Advocate Aurora Health (AAH), an Illinois and Wisconsin-based healthcare provider, has posted a data breach notice on its website. AAH has instead attributed the incident to a piece of JavaScript provided by Meta, Facebook’s parent company, as opposed to a ransomware attack or other form of unauthorized access. The Meta Pixel JavaScript in question is used to track the behavior of website visitors.
Similar to many other healthcare providers, AAH embeds the Meta Pixel in its websites to “measure and evaluate information regarding the trends and preferences of its patients as they use [its] websites.” According to AAH, the healthcare provider only recently discovered that Meta can sometimes access the extensive user behavior data collected by its pixel technology.
AAH has disabled and/or removed the pixel JavaScript from its websites and filed a data breach report with the US Department of Health and Human Services since discovering the Meta Pixel’s information-sharing practices (HHS). Additionally, the healthcare provider is conducting an internal investigation to determine precisely which patient information was shared with Meta.
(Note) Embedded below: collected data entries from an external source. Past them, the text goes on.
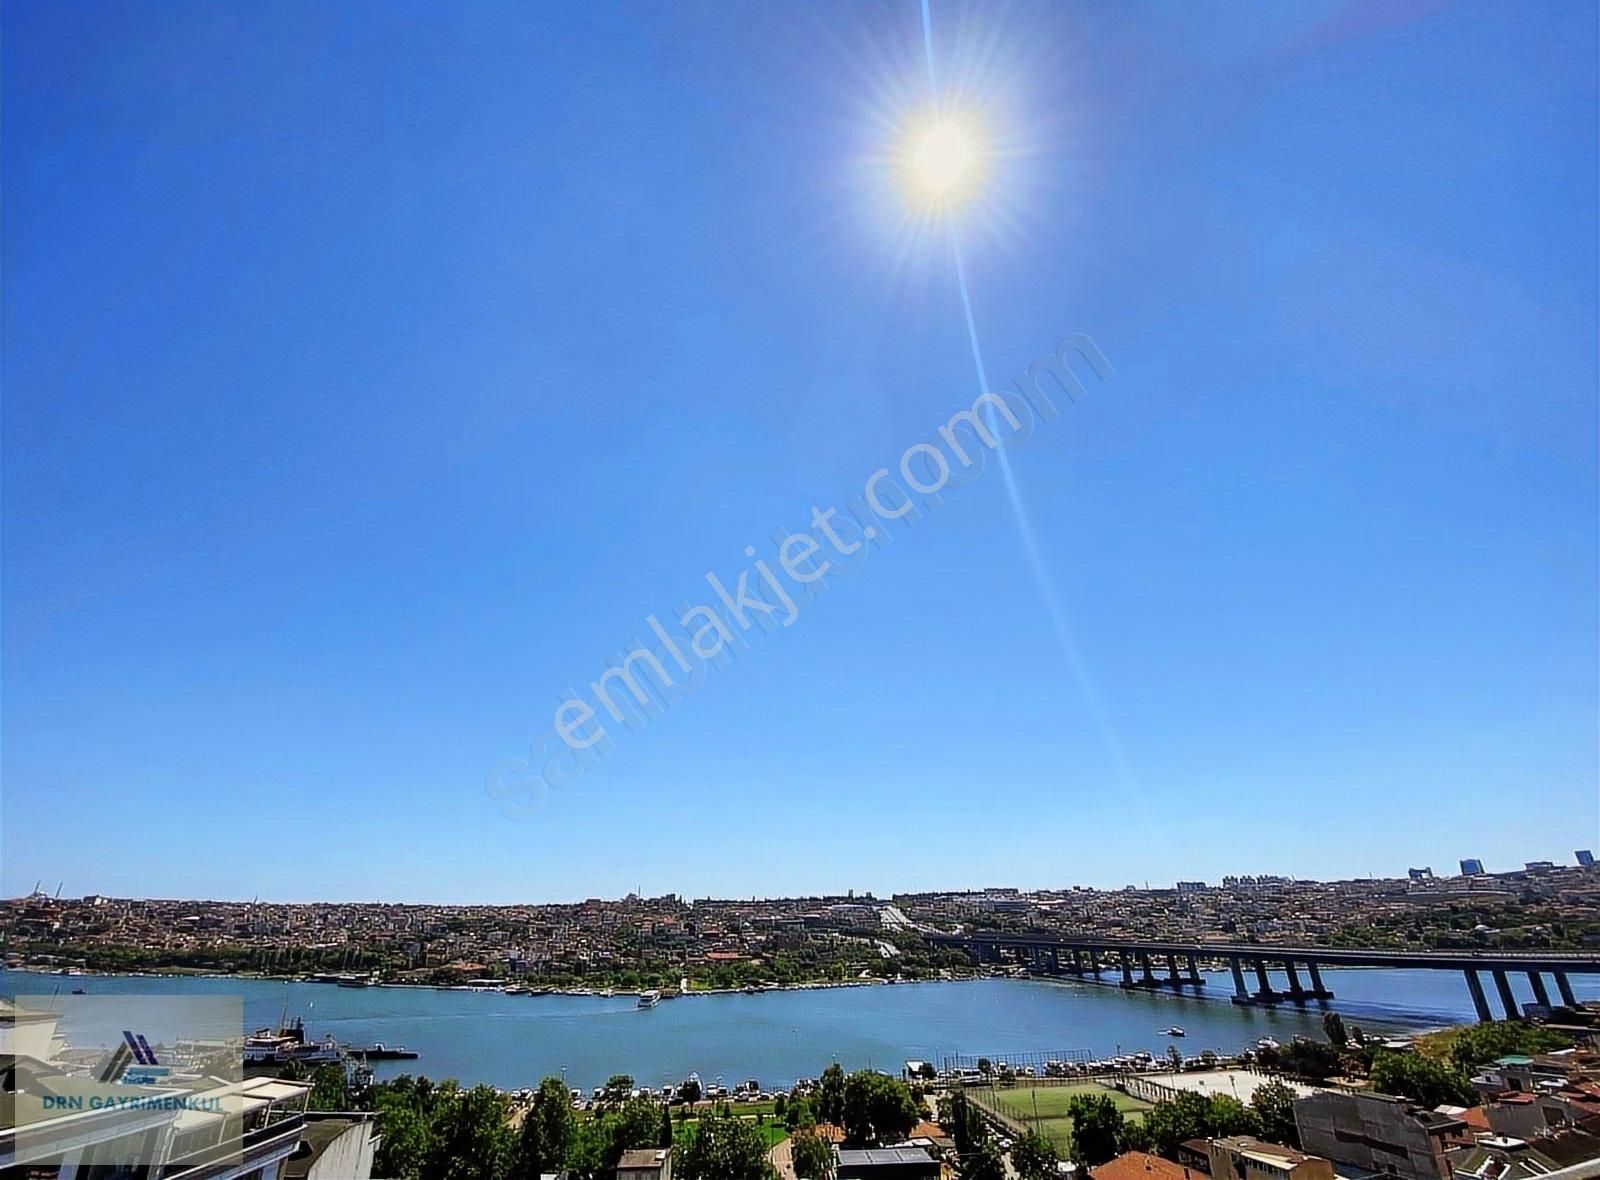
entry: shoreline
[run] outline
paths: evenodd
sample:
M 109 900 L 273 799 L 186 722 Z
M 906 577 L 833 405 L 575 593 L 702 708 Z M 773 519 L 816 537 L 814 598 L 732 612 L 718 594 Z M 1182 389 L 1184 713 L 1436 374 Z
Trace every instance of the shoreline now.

The data breach notification states, “Users may have been affected differently depending on their choice of browser; the configuration of their browsers; their blocking, clearing, or use of cookies; whether they have Facebook or Google accounts; whether they were logged into Facebook or Google; and the specific actions taken on the platform.” AAH has determined that it is prudent to assume that all patients with AAH MyChart accounts and patients who have used scheduling widgets on any AAH platform may have been affected by this data breach. The healthcare provider has determined that Meta Pixel may have shared the following patient information with Meta without their consent:
- IP addresses
- Dates, times, and locations of scheduled appointments
- Patient’s proximity to an AAH location
- Information about patients’ providers
- Types of appointments and procedures
- Communications between patients and others through MyChart
- First and last names
- Medical record numbers
- Insurance information
- Proxy MyChart account information
AAH asserts that it has no evidence that the information shared with Meta was utilized inappropriately. The health care provider deems it “extremely unlikely” that this incident will lead to identity theft or fraud, but encourages patients to monitor their financial accounts for unusual or suspicious activity nonetheless.